The Agile Culture You Need for Faster Pull Requests
When discussing code review strategies, agile teams often think their pull requests are too slow. It's not the practice of pull requests that holds teams back; it’s the reality that having a pull request process can slow integration time and limit the feedback that is essential to agile teams being successful.
You can structure your changes in a way that facilitates more rapid feedback, but even then it is still possible to have a slow integration time if people don’t review PRs promptly. Mechanics are part of it, but culture also matters.
While it’s easy to say that reviewing pull requests is important, aligning actions with priorities can be difficult, especially when you’re short on time. As individuals, it’s easy to fall into a frame of mind where reviewing someone else’s work seems less interesting or like a lower priority than writing your own code—even though it’s short-sighted because your work depends on someone else reviewing your code. Organizational factors can play a role by encouraging a focus on individual goals over team goals, in spite of messages that the team matters.

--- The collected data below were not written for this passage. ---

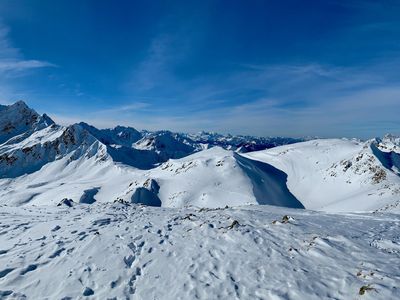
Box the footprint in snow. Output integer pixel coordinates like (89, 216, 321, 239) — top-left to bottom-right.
(0, 268, 14, 278)
(0, 249, 9, 255)
(51, 225, 61, 232)
(83, 287, 94, 296)
(49, 247, 65, 259)
(20, 264, 38, 275)
(124, 254, 135, 268)
(0, 290, 13, 297)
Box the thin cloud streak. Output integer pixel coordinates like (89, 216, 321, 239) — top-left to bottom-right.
(76, 61, 400, 138)
(0, 21, 56, 101)
(0, 59, 56, 72)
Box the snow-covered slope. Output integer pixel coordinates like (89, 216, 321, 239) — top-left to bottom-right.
(114, 147, 303, 209)
(0, 203, 398, 299)
(0, 145, 304, 209)
(243, 139, 400, 212)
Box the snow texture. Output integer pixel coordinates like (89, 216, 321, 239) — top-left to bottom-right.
(0, 203, 398, 299)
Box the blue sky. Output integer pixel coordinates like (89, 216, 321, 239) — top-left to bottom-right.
(0, 0, 399, 138)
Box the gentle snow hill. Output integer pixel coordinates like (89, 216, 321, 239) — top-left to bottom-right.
(242, 139, 400, 212)
(115, 147, 303, 209)
(0, 203, 398, 299)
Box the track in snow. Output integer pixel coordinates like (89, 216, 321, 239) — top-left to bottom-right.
(0, 203, 399, 299)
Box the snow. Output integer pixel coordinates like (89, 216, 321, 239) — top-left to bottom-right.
(0, 133, 303, 209)
(113, 147, 303, 209)
(0, 203, 398, 299)
(1, 102, 400, 212)
(1, 101, 400, 299)
(371, 137, 400, 176)
(242, 139, 400, 212)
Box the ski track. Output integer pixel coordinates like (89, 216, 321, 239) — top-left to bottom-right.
(0, 203, 399, 299)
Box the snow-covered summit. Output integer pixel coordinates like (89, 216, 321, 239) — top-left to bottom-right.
(0, 100, 54, 144)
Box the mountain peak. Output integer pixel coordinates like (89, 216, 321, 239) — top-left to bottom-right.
(12, 100, 29, 108)
(0, 100, 54, 144)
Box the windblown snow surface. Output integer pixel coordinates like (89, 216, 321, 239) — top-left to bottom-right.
(0, 203, 399, 299)
(1, 101, 400, 299)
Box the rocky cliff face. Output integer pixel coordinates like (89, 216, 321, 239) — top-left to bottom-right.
(0, 102, 108, 178)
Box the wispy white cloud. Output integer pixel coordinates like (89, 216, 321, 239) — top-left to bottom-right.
(0, 59, 56, 72)
(0, 21, 55, 102)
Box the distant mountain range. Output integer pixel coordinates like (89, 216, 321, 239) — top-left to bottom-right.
(0, 100, 399, 212)
(77, 120, 305, 169)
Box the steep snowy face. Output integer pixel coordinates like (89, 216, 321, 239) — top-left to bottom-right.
(0, 101, 54, 144)
(371, 134, 400, 176)
(0, 123, 109, 178)
(243, 139, 400, 212)
(377, 134, 400, 152)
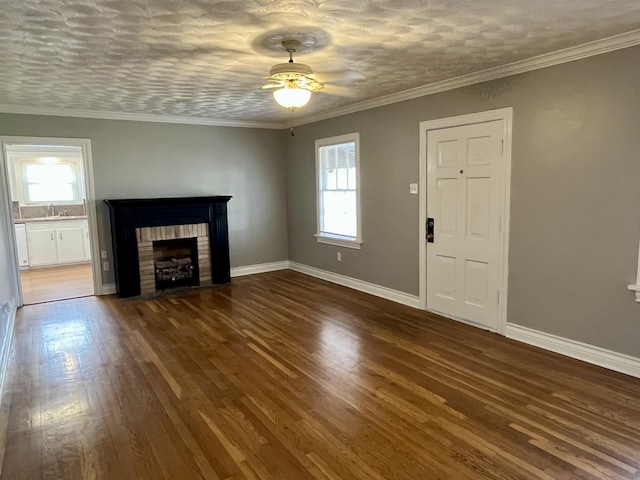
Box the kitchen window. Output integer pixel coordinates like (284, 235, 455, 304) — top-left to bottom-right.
(21, 160, 81, 204)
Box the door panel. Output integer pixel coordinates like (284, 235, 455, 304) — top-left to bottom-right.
(467, 135, 493, 166)
(437, 140, 458, 167)
(434, 255, 457, 301)
(466, 177, 491, 240)
(464, 260, 489, 308)
(426, 120, 504, 330)
(437, 178, 458, 238)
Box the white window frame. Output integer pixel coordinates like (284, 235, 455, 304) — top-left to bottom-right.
(315, 132, 362, 249)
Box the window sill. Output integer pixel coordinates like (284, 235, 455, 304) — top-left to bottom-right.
(315, 234, 362, 250)
(628, 284, 640, 303)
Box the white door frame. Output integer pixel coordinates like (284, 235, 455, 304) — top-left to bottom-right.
(418, 108, 513, 334)
(0, 136, 103, 306)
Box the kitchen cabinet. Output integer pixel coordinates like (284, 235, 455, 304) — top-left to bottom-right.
(56, 223, 85, 263)
(82, 220, 91, 261)
(26, 220, 89, 267)
(14, 224, 29, 268)
(26, 225, 58, 266)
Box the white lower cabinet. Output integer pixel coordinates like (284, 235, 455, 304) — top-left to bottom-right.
(26, 225, 58, 266)
(26, 220, 89, 267)
(14, 224, 30, 268)
(82, 220, 91, 261)
(56, 224, 86, 263)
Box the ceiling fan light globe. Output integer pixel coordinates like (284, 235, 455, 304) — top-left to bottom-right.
(273, 87, 312, 110)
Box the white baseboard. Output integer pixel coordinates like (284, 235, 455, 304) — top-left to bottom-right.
(231, 261, 291, 277)
(0, 301, 17, 399)
(289, 261, 421, 309)
(506, 323, 640, 379)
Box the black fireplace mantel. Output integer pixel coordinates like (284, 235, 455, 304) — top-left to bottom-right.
(105, 196, 232, 298)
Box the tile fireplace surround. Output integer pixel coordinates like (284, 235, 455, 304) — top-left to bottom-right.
(105, 196, 231, 298)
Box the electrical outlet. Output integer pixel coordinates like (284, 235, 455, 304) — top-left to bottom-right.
(337, 252, 342, 262)
(103, 261, 110, 271)
(409, 183, 418, 194)
(101, 250, 108, 259)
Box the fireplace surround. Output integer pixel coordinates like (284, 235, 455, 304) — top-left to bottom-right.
(105, 196, 231, 298)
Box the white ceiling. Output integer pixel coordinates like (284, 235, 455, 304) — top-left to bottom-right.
(1, 0, 639, 127)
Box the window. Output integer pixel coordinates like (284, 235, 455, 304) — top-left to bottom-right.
(6, 145, 86, 206)
(20, 160, 82, 204)
(315, 133, 362, 248)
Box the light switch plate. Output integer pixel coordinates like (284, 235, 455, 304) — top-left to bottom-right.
(409, 183, 418, 194)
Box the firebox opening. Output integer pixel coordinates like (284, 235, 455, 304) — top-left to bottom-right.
(153, 238, 200, 291)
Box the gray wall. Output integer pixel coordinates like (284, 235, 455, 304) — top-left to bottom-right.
(286, 45, 640, 357)
(0, 186, 17, 359)
(0, 115, 289, 285)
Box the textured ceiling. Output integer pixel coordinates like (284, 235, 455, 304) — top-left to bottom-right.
(1, 0, 639, 125)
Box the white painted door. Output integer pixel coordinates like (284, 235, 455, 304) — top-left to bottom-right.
(57, 224, 86, 263)
(426, 120, 505, 330)
(27, 225, 58, 266)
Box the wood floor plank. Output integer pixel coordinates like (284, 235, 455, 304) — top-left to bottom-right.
(20, 263, 94, 305)
(2, 270, 640, 479)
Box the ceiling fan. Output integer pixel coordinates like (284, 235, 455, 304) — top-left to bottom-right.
(262, 39, 326, 111)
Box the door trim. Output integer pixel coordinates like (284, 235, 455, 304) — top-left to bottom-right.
(0, 136, 103, 305)
(418, 108, 513, 334)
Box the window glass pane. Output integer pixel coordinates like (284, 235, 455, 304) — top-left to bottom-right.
(321, 190, 357, 238)
(324, 168, 337, 190)
(336, 168, 348, 190)
(336, 142, 355, 169)
(347, 167, 356, 189)
(28, 183, 74, 202)
(26, 164, 74, 184)
(24, 162, 78, 203)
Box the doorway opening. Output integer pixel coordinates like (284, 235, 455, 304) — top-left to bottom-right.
(1, 139, 99, 305)
(418, 108, 513, 334)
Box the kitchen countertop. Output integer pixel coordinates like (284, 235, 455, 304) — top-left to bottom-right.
(14, 215, 88, 224)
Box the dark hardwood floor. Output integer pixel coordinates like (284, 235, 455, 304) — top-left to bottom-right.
(1, 270, 640, 479)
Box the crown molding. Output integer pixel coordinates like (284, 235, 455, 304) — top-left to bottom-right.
(1, 29, 639, 130)
(0, 104, 286, 130)
(289, 28, 640, 127)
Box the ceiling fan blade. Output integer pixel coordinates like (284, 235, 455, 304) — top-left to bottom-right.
(311, 70, 365, 84)
(261, 83, 282, 89)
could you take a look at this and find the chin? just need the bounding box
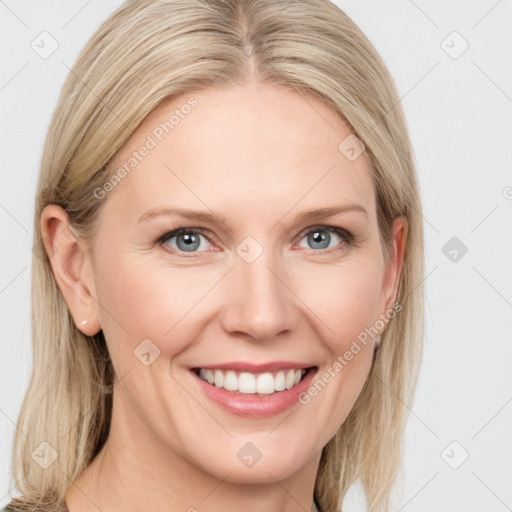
[218,460,306,485]
[190,437,314,484]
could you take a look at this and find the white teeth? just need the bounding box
[214,369,224,387]
[274,371,286,391]
[199,368,216,385]
[285,369,295,389]
[223,370,238,391]
[239,372,256,393]
[196,367,308,395]
[256,372,275,394]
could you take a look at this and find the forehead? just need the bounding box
[104,83,375,222]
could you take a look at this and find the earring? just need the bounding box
[374,336,381,349]
[80,304,94,327]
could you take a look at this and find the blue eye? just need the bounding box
[159,228,211,253]
[297,226,354,252]
[158,226,355,256]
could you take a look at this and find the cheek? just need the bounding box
[285,260,383,449]
[294,256,384,347]
[93,250,220,360]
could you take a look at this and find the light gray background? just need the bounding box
[1,1,511,510]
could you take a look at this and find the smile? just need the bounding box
[189,363,318,418]
[194,367,308,395]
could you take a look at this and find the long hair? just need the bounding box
[7,1,424,510]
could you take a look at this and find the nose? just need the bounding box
[219,250,298,342]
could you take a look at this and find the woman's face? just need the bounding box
[78,82,405,483]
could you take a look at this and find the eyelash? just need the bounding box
[156,225,356,257]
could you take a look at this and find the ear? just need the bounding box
[379,216,407,325]
[40,204,101,336]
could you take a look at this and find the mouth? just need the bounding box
[188,364,318,418]
[191,366,314,395]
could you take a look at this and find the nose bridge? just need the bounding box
[222,243,296,340]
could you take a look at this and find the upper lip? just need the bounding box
[190,361,316,373]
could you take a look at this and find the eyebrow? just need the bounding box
[138,204,368,225]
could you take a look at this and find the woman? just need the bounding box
[4,0,424,511]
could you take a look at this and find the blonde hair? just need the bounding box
[7,1,424,511]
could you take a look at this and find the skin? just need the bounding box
[42,80,406,512]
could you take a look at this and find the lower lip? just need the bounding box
[190,368,318,418]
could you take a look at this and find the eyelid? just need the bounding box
[293,225,355,250]
[295,224,353,241]
[157,224,355,255]
[157,227,216,252]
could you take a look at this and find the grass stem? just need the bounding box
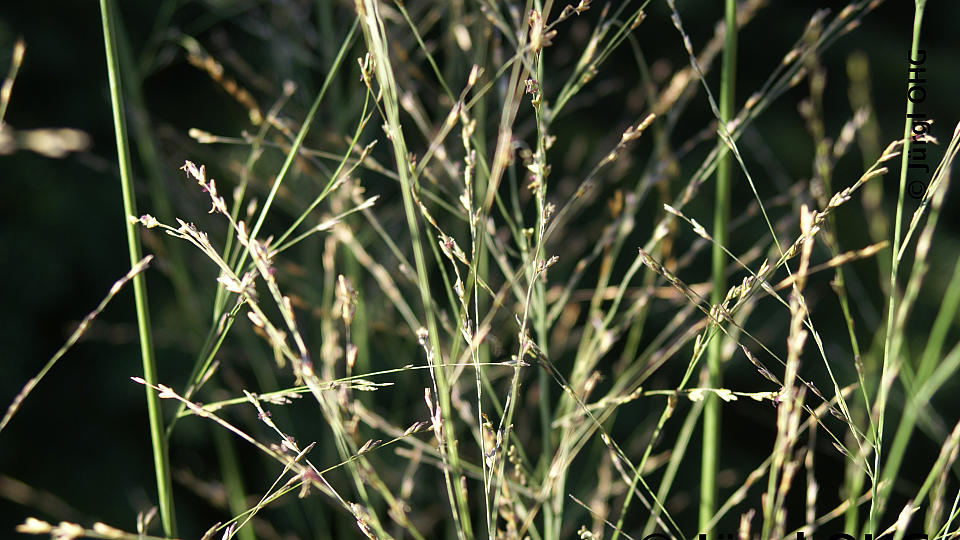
[701,0,737,532]
[870,0,926,530]
[98,0,176,535]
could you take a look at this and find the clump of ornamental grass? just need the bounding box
[6,1,960,539]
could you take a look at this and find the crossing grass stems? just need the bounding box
[7,0,960,539]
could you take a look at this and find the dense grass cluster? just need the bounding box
[3,0,960,539]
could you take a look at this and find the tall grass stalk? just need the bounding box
[355,1,473,536]
[701,0,737,531]
[98,0,176,535]
[870,0,926,532]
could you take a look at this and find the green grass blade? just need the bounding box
[98,0,176,535]
[702,0,737,531]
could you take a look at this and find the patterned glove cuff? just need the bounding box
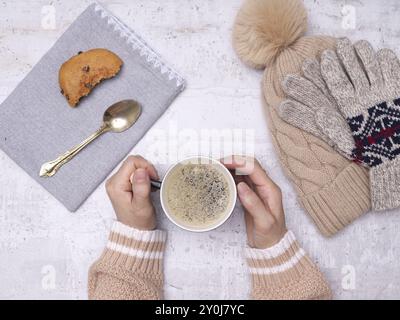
[371,157,400,210]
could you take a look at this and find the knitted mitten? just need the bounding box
[320,38,400,210]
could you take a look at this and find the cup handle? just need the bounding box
[150,179,162,189]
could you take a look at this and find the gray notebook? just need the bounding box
[0,3,185,211]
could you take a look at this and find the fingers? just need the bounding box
[221,155,256,177]
[336,38,369,93]
[302,58,337,103]
[112,156,139,191]
[224,157,287,248]
[220,154,247,169]
[110,155,159,192]
[221,155,274,188]
[118,155,158,179]
[131,168,152,208]
[221,156,283,220]
[279,99,324,139]
[315,107,356,158]
[354,40,383,90]
[105,155,157,231]
[321,49,356,116]
[377,48,400,88]
[302,59,325,91]
[237,182,274,226]
[127,155,159,180]
[105,158,136,199]
[282,74,332,111]
[106,154,158,205]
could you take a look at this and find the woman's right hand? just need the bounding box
[105,155,159,231]
[222,156,287,249]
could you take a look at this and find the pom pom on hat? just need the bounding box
[233,0,308,69]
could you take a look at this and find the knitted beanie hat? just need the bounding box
[232,0,371,237]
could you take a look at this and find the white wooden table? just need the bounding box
[1,0,399,299]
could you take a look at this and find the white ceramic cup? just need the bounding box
[158,156,237,232]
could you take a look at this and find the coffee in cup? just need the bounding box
[160,157,237,232]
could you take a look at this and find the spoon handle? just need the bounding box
[150,180,162,189]
[39,124,108,177]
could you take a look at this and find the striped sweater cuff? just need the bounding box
[244,230,314,287]
[100,221,167,274]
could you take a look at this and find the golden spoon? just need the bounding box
[39,99,141,177]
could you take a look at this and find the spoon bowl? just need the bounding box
[104,99,141,132]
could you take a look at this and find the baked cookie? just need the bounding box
[59,48,123,107]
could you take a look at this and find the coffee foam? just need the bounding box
[163,162,232,229]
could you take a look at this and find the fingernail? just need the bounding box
[237,182,250,195]
[134,168,148,182]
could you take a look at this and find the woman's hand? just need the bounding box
[222,156,287,249]
[105,155,159,230]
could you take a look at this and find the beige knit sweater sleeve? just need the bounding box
[88,221,166,300]
[245,230,332,300]
[89,223,331,300]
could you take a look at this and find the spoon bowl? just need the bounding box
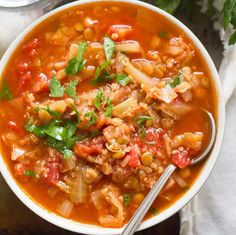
[0,0,39,8]
[122,110,216,235]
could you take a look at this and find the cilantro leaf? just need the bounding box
[43,125,67,141]
[90,61,111,85]
[114,74,131,86]
[123,193,131,206]
[49,76,64,97]
[65,79,78,100]
[71,104,81,125]
[25,118,45,137]
[137,116,153,127]
[90,130,101,138]
[169,76,180,88]
[159,31,167,38]
[141,127,146,139]
[149,207,158,215]
[40,106,60,117]
[85,110,97,126]
[104,98,113,117]
[104,36,115,61]
[65,42,88,76]
[0,80,13,100]
[24,170,37,177]
[61,148,74,159]
[154,0,181,14]
[25,119,78,159]
[93,89,104,110]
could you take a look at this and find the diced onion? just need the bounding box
[112,97,139,118]
[70,169,87,204]
[56,199,74,217]
[48,187,60,198]
[11,145,25,161]
[172,173,188,188]
[56,181,71,194]
[115,40,141,54]
[62,156,76,172]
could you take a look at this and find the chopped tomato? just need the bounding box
[107,24,132,41]
[41,151,61,185]
[171,148,191,169]
[23,38,39,52]
[145,128,163,148]
[17,61,30,74]
[18,71,32,91]
[133,128,164,154]
[43,162,60,185]
[127,149,140,167]
[32,73,49,93]
[74,143,103,158]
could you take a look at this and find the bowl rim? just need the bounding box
[0,0,225,234]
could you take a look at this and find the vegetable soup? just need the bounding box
[0,2,216,228]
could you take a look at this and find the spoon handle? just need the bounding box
[121,164,177,235]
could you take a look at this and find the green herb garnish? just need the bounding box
[49,76,64,97]
[123,193,131,206]
[65,42,88,76]
[25,119,78,159]
[149,207,158,215]
[90,61,111,85]
[169,76,180,88]
[90,130,101,138]
[0,80,13,100]
[137,116,153,127]
[90,36,115,84]
[141,127,146,139]
[85,110,98,126]
[114,74,131,86]
[24,170,37,177]
[65,79,78,100]
[71,104,81,125]
[40,106,60,117]
[159,31,167,38]
[104,36,115,61]
[93,89,104,110]
[104,98,113,117]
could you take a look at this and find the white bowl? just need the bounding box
[0,0,225,234]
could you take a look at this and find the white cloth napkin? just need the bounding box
[180,1,236,234]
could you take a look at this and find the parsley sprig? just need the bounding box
[49,77,78,100]
[104,98,113,117]
[85,110,98,126]
[93,89,104,110]
[123,193,131,206]
[65,42,88,76]
[90,36,116,84]
[25,118,79,159]
[0,80,13,100]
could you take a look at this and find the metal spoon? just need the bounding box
[122,110,216,235]
[0,0,39,7]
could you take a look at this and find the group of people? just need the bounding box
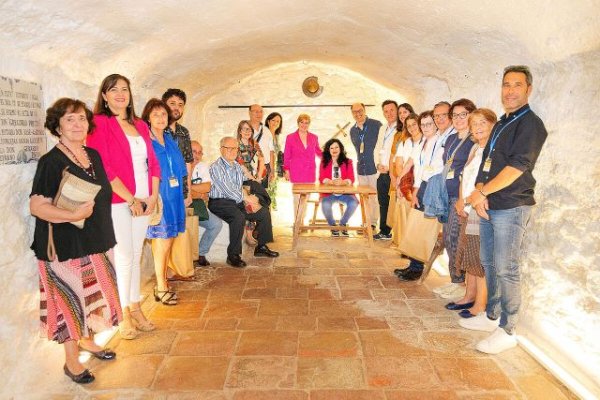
[29,64,547,385]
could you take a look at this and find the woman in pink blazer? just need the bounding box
[283,113,322,215]
[318,138,359,237]
[87,74,161,340]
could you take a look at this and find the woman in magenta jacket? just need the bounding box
[283,113,322,215]
[318,138,359,237]
[87,74,161,340]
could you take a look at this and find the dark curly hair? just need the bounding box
[265,112,283,135]
[162,88,187,104]
[141,98,174,129]
[45,98,95,137]
[321,138,349,168]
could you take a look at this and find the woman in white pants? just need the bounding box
[87,74,161,339]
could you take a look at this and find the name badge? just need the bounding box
[359,142,364,154]
[446,169,455,180]
[169,176,179,188]
[483,158,492,172]
[425,166,434,173]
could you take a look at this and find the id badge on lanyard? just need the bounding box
[482,157,492,172]
[169,176,179,188]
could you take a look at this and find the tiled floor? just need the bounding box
[68,227,576,399]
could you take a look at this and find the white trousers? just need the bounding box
[358,173,380,226]
[111,203,149,309]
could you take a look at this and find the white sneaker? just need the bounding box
[476,327,517,354]
[439,284,466,299]
[433,282,454,294]
[458,312,499,332]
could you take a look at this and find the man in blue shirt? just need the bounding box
[208,137,279,268]
[461,65,548,355]
[350,103,382,230]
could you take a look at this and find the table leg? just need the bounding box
[292,194,308,250]
[360,194,374,247]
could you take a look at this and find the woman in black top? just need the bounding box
[30,98,122,384]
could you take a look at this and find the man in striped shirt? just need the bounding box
[208,137,279,268]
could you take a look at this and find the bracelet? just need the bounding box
[478,189,487,198]
[128,198,136,207]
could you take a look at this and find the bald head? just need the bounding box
[249,104,263,127]
[191,140,203,163]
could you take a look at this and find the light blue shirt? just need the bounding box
[209,157,244,203]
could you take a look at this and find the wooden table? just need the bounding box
[292,183,377,250]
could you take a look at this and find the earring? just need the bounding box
[104,101,108,109]
[127,104,131,109]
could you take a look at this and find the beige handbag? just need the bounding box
[166,208,197,277]
[148,195,163,226]
[397,208,442,262]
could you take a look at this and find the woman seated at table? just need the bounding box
[318,138,359,237]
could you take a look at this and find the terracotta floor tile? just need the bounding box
[237,316,278,330]
[337,276,384,290]
[171,318,208,330]
[274,267,305,276]
[354,299,413,318]
[371,289,407,300]
[277,287,308,299]
[385,389,459,399]
[273,256,303,267]
[242,287,277,299]
[154,356,229,390]
[406,299,456,317]
[514,374,574,400]
[236,330,298,356]
[364,356,439,389]
[317,316,357,331]
[386,317,426,331]
[208,289,244,302]
[348,258,386,268]
[165,391,228,400]
[259,298,309,316]
[431,357,515,390]
[297,250,333,259]
[276,316,317,331]
[357,268,393,276]
[422,331,487,357]
[204,318,239,330]
[310,259,345,268]
[204,301,259,318]
[205,275,248,289]
[89,355,163,390]
[109,330,177,356]
[298,331,359,357]
[296,275,338,289]
[341,289,374,300]
[232,390,308,400]
[149,301,206,319]
[401,285,439,299]
[302,267,333,276]
[309,300,362,317]
[171,331,239,356]
[309,389,386,400]
[176,289,210,301]
[296,358,364,388]
[226,357,295,389]
[265,275,298,288]
[355,317,390,330]
[308,288,340,300]
[360,330,428,357]
[378,275,413,289]
[333,268,362,276]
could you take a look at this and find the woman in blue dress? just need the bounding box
[141,98,187,305]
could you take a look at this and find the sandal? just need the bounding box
[130,308,156,332]
[118,320,138,340]
[154,287,178,306]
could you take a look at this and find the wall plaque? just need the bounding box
[0,76,46,165]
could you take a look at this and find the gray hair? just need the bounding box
[503,65,533,86]
[220,136,237,147]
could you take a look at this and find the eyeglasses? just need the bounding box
[420,122,435,128]
[221,146,238,151]
[241,127,252,132]
[433,113,448,120]
[351,109,364,115]
[452,111,469,119]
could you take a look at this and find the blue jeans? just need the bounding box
[321,194,359,226]
[480,206,532,334]
[199,211,223,256]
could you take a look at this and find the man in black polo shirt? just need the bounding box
[350,102,382,230]
[460,65,547,354]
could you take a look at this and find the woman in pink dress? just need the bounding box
[283,113,322,215]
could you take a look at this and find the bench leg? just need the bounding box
[292,194,308,250]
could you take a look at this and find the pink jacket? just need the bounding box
[318,158,357,199]
[87,114,161,204]
[283,130,322,183]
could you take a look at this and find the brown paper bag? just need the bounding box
[397,208,442,262]
[167,208,197,278]
[391,197,410,246]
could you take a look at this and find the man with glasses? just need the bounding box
[208,137,279,268]
[190,141,223,267]
[461,65,547,354]
[432,101,456,146]
[249,104,274,188]
[350,103,382,230]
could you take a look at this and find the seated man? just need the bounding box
[190,140,223,267]
[208,136,279,267]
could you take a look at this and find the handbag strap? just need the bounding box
[47,223,57,261]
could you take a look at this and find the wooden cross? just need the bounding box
[333,122,350,138]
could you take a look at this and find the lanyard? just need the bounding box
[444,133,471,167]
[151,130,175,176]
[488,107,531,154]
[383,123,396,144]
[419,136,439,166]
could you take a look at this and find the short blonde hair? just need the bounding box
[297,113,311,124]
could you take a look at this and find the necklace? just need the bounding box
[59,141,96,179]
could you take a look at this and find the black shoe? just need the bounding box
[339,224,349,237]
[64,364,95,384]
[393,268,410,277]
[194,255,210,268]
[445,301,475,311]
[254,245,279,258]
[331,230,340,237]
[226,255,247,268]
[78,345,116,360]
[397,270,422,281]
[373,232,392,240]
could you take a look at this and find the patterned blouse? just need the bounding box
[236,139,263,177]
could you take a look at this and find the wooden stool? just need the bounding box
[309,195,345,227]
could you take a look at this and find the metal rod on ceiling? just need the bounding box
[218,104,375,109]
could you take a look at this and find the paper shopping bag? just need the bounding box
[397,208,442,262]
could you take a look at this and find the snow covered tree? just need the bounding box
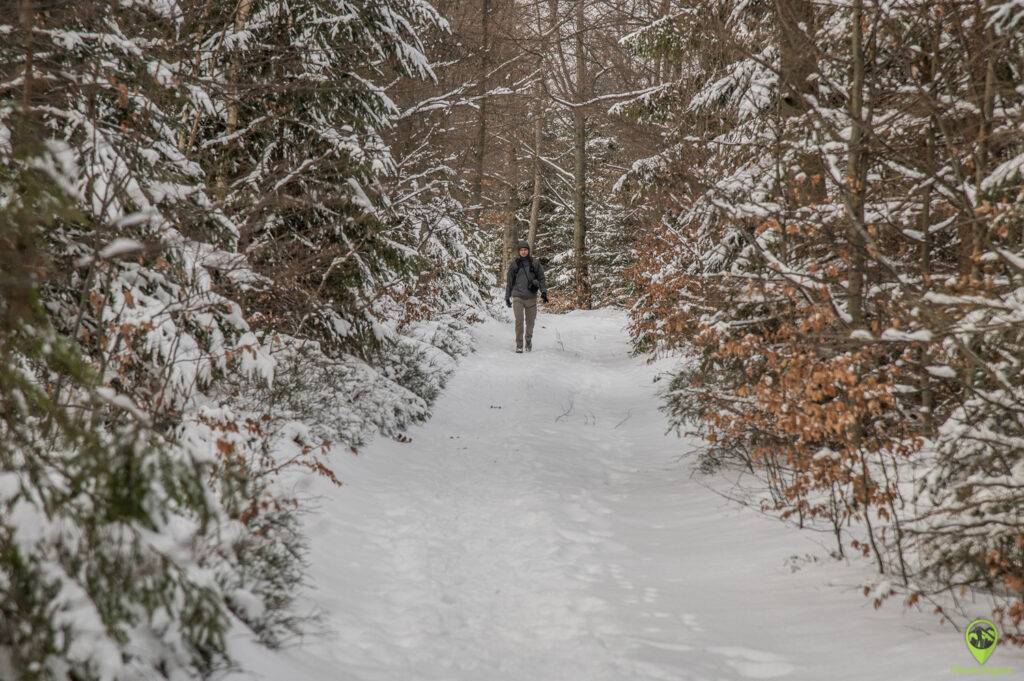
[1,2,290,676]
[534,116,639,307]
[619,0,1024,638]
[0,0,489,677]
[186,0,449,355]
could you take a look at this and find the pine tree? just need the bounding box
[0,0,489,676]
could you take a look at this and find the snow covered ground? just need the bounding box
[225,308,1021,680]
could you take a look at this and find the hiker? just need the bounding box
[504,240,548,353]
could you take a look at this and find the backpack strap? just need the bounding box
[529,257,541,286]
[511,256,540,291]
[512,258,524,282]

The cultural challenges to pull requests working well on an agile team revolve around the ideas of focus and commitment. If everyone is clear that they need to work together to reach the sprint goal, the decision about whether to do a review and allow work to move forward or to work on something else should be clear. If you have a Review column on your Scrum board, the daily scrum is a good time to evaluate whether too much work is waiting for comment, remembering that it’s better to have work completed than more work in progress.
While the daily scrum is a good checkpoint, once a day may not be frequent enough to move work along. The team can establish working agreements about how promptly code should be reviewed and how to remind people when there is work to review.
Another thing that can get in the way of review is a culture where individuals tend to work alone on backlog items. Consider having pairs of developers work together, so that one is a developer on a feature and the other is the main reviewer. This will ensure that the reviewer has some context for the review, and the developer will know that there is someone who is committed to doing the review and who has enough context to participate in ad hoc design discussions. This approach also helps the team by encouraging the sharing of design knowledge.
There is a feedback loop between the cultural and structural elements of doing reviews and pull requests in an agile environment. While not all the pieces can come together all the time, keeping these dimensions in mind can help you get the advantages of pull requests while still being agile.